In the 50th anniversary of owner Roger Penske racing at Indianapolis Motor Speedway, the team’s bottom line was met. The boss celebrated his record 18th Indy 500 victory.

“One of us winning is what ‘The Captain’ (Penske) wants,” Newgarden said. “They do such a great job. It’s great to reward the whole group with a victory. Congrats to Simon. It’s still not a bad day, but it hurts a bit when you fall short.”

At least Newgarden and Power didn’t experience the kind of disappointment of another teammate, three-time Indy 500 winner Helio Castroneves, who was assessed a drive-through penalty for avoidable contact on pit road on Lap 42 and never recovered. Instead of contending for a fourth win and joining an elite club of winners, Castroneves had to settle for 18th.

On the final restart, Newgarden was still hopeful. But he eventually couldn’t hold off 2017 Indy 500 winner Takuma Sato, who passed him for third place.

“We just fell out of position with 10 to go,” Newgarden said. “Sato got my me, and that hurt us.
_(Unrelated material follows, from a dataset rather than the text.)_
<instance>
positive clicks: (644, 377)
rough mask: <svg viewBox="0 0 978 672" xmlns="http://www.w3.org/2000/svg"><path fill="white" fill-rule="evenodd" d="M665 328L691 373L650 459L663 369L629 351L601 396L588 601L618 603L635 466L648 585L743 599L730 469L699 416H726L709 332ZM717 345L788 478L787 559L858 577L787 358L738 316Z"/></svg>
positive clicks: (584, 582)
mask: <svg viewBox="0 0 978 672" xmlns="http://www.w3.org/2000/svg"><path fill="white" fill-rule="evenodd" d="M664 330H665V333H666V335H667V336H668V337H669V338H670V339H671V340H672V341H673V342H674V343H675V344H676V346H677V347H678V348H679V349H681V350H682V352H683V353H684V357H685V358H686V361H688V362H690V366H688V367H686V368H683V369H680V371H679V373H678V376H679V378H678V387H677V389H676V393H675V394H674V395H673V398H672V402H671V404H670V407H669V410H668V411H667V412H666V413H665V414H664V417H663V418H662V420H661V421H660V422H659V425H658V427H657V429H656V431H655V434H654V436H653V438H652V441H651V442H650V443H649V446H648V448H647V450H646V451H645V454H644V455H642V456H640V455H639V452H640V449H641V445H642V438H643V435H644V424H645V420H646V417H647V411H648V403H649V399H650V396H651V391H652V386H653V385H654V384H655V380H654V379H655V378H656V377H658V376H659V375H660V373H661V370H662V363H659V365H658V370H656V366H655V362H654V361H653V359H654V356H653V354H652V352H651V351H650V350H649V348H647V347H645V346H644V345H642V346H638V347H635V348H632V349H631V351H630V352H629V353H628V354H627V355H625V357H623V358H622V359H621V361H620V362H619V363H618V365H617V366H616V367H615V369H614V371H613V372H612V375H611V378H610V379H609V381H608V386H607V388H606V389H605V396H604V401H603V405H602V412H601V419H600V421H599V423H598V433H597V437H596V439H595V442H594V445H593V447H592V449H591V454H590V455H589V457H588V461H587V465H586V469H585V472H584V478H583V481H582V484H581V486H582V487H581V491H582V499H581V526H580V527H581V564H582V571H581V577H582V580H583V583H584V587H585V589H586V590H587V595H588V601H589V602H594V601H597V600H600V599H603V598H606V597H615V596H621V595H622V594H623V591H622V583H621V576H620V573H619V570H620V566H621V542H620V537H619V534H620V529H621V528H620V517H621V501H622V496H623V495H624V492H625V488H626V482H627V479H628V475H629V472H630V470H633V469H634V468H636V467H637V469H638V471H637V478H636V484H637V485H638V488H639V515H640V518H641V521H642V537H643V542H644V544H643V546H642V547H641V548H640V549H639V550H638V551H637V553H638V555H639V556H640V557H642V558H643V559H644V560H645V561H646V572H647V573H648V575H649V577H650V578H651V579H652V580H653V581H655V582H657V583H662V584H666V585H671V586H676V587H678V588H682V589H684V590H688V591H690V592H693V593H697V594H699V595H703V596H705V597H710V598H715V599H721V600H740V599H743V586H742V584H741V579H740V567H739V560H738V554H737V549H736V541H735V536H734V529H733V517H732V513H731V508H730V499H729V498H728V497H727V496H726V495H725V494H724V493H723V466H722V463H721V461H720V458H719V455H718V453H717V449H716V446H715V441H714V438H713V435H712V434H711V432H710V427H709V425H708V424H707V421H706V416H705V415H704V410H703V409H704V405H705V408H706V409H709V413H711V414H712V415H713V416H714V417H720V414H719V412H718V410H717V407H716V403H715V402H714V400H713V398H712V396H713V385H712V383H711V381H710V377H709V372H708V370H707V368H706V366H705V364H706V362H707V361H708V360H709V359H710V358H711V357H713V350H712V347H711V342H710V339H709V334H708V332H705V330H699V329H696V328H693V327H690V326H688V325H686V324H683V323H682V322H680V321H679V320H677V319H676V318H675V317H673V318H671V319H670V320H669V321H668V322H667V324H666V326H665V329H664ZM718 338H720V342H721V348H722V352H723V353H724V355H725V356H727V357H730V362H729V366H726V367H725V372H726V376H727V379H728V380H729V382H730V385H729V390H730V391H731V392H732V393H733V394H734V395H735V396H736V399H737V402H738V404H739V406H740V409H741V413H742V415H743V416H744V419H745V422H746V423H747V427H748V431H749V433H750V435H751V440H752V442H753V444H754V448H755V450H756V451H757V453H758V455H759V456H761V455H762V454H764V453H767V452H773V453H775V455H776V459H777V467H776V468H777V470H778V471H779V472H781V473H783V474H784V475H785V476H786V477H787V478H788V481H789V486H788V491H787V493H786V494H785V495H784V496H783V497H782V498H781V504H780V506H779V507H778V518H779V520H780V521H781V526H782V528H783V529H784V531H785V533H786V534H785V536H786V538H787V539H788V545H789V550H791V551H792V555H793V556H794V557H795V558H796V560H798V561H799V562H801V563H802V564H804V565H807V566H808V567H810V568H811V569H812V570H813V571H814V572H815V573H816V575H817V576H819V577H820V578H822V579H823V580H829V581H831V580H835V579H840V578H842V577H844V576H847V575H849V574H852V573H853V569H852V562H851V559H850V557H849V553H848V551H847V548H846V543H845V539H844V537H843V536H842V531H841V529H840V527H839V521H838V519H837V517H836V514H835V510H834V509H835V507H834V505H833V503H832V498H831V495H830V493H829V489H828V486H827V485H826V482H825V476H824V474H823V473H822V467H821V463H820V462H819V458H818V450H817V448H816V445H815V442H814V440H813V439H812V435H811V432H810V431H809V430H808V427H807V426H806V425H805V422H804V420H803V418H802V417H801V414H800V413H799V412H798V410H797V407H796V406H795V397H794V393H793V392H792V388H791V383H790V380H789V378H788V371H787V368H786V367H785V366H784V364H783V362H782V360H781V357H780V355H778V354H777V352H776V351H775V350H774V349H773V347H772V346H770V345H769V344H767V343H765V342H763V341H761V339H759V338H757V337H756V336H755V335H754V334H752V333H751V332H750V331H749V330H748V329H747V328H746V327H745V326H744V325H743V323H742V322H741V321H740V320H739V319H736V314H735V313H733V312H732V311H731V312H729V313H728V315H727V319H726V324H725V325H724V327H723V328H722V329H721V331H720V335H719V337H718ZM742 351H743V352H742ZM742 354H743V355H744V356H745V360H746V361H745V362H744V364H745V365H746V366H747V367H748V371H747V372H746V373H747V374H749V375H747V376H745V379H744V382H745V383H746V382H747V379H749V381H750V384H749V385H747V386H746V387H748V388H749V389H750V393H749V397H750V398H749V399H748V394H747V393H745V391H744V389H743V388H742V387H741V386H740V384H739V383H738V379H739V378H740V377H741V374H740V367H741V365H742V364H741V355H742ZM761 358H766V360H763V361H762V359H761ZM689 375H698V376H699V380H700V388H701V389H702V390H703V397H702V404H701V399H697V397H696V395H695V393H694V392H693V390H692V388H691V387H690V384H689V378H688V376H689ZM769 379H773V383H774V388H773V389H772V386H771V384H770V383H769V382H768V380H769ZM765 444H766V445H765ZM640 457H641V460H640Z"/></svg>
We needed to be in that top three.”

As he talked through the situation, he amended the previous assessment.

“Really, the top two is where you had to be,” Newgarden said. “You had to be in the top two on the restart, maintain that position. That was the catbird seat for trying to win the race.

“Rossi and Simon really did a great job of defending there. They were methodical. That’s the style of this race.”

A year after Power became the first driver to sweep both IMS races in the Month of May, the INDYCAR Grand Prix on the road course and the Indy 500 on the 2.5-mile oval, Pagenaud duplicated that double.

The 2016 series champion now leads the NTT IndyCar Series standings with 260 points, one more than Newgarden, as the teams reset to go to Detroit for next weekend’s two Chevrolet Detroit Grand Prix races. Rossi is third at 228. Power is sixth at 184.

“It was a great battle at the front there, watching those guys go at it,” Power said of Pagenaud and Rossi. “Simon deserved it. He was better than everyone else.”